Last month, at the Queensland parliamentary committee hearing, Paul Goldsbrough, the executive head of the state’s Office of Industrial Relations, admitted that his department confirmed a case of black lung in 2006.
The Liberal-Nationals have sought to capitalise on the obvious complicity of former Labor governments, which were in office from 1998 to 2012, and the CFMEU. Liberal-National opposition leader Tim Nichols denounced “a failure in the detection of black lung by the department, government, unions and health professionals.”
Yet, the conservatives were themselves in office from 1957 to 1989, 1996 to 1998 and 2012 to 2015. Equally hypocritically, some Labor MPs have called for a royal commission and postured as defenders of the victims of the disease.
The plight of coal miners struck by the illness is an indictment of the capitalist profit system and the entire political establishment. The official cover-up of the disease coincided with the mining boom, which was invoked as proof that Australia had escaped the global financial crisis of 2008, and delivered the major mining companies billions of dollars in profits.
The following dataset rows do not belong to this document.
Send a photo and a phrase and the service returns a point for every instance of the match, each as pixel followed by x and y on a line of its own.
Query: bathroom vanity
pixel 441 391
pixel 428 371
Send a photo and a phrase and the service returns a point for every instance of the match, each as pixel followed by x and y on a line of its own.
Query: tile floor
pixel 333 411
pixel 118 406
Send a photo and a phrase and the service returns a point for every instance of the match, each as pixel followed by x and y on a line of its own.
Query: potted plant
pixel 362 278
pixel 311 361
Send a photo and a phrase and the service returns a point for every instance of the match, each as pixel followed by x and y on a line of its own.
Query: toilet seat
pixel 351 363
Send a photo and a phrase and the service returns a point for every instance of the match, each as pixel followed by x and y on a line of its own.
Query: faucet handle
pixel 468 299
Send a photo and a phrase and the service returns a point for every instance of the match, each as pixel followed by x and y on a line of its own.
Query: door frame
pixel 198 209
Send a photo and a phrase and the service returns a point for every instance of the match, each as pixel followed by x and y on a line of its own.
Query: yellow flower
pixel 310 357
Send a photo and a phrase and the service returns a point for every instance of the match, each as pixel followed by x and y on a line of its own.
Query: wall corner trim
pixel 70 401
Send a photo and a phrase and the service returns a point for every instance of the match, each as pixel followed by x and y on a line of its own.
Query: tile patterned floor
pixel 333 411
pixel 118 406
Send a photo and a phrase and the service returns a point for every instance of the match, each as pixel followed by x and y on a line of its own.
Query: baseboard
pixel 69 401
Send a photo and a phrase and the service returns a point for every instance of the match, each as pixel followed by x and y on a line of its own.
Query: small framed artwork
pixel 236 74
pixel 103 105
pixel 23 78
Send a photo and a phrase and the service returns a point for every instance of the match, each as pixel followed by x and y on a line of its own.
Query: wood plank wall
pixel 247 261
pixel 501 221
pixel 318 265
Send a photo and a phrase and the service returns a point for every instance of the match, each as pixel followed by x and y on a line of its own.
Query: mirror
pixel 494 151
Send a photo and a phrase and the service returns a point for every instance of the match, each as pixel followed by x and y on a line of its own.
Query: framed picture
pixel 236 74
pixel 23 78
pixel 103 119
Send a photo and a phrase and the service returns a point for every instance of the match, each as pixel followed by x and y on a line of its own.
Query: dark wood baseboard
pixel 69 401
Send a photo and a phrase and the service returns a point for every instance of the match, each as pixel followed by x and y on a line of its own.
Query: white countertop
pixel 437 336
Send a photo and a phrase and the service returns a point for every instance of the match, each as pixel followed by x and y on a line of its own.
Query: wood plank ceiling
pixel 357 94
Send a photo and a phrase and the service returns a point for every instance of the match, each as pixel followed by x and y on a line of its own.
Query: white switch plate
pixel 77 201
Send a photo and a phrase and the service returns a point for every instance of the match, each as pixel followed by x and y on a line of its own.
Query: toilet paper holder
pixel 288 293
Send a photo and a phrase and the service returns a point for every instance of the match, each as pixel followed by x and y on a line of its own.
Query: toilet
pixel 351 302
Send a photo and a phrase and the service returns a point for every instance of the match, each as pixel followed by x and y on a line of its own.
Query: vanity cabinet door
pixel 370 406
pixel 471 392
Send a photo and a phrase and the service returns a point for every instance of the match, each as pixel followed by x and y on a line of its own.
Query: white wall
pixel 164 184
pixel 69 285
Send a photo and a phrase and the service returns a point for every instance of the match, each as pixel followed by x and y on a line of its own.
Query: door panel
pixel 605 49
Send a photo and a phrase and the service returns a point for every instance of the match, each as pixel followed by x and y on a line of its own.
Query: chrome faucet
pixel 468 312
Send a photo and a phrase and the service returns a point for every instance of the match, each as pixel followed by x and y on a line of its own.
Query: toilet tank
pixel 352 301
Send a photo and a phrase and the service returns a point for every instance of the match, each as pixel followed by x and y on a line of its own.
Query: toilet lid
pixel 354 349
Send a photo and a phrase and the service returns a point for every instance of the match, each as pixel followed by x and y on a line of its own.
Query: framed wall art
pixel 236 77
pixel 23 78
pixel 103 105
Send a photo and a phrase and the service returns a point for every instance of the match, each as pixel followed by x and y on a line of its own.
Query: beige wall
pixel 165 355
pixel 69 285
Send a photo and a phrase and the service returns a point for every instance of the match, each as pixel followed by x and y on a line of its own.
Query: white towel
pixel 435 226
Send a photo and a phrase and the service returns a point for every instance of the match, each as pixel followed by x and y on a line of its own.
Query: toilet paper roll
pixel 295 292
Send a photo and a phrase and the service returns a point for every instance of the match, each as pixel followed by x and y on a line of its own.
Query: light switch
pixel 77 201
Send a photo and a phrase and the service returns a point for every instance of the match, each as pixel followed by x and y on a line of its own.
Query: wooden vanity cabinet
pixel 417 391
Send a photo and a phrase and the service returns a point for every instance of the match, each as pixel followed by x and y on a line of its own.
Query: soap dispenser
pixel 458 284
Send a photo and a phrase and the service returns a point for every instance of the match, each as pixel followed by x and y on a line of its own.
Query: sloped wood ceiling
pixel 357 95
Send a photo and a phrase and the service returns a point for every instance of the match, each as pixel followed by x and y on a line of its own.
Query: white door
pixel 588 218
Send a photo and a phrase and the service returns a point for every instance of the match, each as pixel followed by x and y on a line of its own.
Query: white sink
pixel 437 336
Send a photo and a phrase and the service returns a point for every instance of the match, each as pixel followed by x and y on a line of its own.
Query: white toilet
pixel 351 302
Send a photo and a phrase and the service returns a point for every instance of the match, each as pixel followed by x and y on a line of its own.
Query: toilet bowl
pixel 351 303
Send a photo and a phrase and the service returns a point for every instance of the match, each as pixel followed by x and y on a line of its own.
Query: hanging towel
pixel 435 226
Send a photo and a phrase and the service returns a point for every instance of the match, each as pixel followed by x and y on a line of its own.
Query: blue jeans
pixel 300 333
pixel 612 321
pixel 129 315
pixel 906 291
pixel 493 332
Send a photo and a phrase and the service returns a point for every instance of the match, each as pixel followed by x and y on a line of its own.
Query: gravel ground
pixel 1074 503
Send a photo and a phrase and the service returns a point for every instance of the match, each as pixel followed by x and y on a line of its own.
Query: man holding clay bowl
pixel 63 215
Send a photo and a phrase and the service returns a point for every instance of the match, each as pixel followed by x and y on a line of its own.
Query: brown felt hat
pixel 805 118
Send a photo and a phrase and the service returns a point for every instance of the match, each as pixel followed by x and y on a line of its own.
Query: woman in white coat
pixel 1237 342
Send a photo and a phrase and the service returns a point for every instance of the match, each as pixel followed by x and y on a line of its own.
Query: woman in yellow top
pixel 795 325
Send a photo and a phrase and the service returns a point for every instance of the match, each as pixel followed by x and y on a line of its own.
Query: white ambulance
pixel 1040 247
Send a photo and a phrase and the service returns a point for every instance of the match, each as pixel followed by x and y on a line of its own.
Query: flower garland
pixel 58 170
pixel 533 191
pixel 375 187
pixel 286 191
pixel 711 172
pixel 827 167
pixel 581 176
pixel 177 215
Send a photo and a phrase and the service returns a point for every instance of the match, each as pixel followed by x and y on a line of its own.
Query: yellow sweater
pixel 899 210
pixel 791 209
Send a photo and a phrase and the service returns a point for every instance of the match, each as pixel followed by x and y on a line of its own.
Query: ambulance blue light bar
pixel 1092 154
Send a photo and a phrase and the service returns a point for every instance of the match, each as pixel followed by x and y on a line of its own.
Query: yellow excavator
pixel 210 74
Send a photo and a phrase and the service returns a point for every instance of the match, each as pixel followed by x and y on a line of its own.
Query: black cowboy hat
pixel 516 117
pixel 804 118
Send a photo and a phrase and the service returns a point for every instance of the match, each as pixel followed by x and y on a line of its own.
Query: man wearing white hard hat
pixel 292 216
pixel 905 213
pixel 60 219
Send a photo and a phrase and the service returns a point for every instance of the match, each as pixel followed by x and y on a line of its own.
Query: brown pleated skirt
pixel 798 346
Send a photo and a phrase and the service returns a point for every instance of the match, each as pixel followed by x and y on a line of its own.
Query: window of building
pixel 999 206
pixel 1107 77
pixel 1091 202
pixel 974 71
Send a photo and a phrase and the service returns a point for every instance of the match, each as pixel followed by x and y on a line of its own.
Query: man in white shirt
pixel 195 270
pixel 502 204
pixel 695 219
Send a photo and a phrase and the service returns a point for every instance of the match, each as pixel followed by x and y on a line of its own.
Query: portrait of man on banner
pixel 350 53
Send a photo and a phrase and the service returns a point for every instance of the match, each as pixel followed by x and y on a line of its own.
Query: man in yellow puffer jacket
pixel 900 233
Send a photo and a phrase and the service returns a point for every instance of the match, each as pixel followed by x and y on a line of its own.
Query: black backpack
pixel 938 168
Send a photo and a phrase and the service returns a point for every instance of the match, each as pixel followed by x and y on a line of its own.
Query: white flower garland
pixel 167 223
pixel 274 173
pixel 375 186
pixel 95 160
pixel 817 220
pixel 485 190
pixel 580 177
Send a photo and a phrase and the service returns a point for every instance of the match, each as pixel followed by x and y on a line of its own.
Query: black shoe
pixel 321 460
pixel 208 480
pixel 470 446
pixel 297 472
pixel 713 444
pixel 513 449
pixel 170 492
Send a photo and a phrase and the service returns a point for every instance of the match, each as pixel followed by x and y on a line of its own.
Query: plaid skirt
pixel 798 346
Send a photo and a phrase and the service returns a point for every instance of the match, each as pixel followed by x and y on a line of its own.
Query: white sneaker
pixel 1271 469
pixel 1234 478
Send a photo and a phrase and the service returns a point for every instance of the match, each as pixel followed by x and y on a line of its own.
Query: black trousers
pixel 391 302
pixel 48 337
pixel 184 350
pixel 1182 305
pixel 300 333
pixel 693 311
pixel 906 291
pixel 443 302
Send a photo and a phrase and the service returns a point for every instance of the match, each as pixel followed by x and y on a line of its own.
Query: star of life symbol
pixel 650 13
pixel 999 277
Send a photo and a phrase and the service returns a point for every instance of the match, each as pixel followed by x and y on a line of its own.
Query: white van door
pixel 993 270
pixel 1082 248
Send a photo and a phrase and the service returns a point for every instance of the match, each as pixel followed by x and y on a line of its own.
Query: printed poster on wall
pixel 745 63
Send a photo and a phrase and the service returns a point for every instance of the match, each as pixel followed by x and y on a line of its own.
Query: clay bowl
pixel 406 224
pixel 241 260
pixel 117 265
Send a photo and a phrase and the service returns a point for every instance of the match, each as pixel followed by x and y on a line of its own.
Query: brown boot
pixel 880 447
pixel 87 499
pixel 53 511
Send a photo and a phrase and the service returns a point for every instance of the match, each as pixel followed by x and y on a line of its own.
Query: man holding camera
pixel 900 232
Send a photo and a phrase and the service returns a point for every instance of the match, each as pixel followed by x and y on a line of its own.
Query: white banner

Now that the boom has imploded, with thousands of jobs slashed across the sector nationally, the re-emergence of black lung underscores the reality that the super-profits came at the direct expense of the coal miners themselves.
Scientists have called into question the existing safety standards within the industry. Professor Lou Irving, clinical director of the University of Melbourne’s Lung Health Research Centre, stated in September: “There are regulations limiting the amount of dust that coal miners can be exposed to, but they have no basis in science.” He commented: “We simply do not know at what point exposure to dust triggers lung stiffening, or fibrosis and we urgently need to address this so we can catch it before it becomes incurable.”
Irving said black lung rates in Australia may be comparable to those in the United States. Incidences of the disease in West Virginia, Kentucky and other impoverished mining states have soared in recent years. Following the Upper Big Branch mine disaster in West Virginia in 2010, autopsies showed 71 of the miners who perished had signs of the disease.
In 2008, at the height of the mining boom, some 36,700 workers were employed in the Australian coal industry. In addition to coal dust, underground miners come into contact with high concentrations of diesel fumes. A study last month found that, resulting from the fumes, they face 38 times the accepted occupational risk for lung cancer.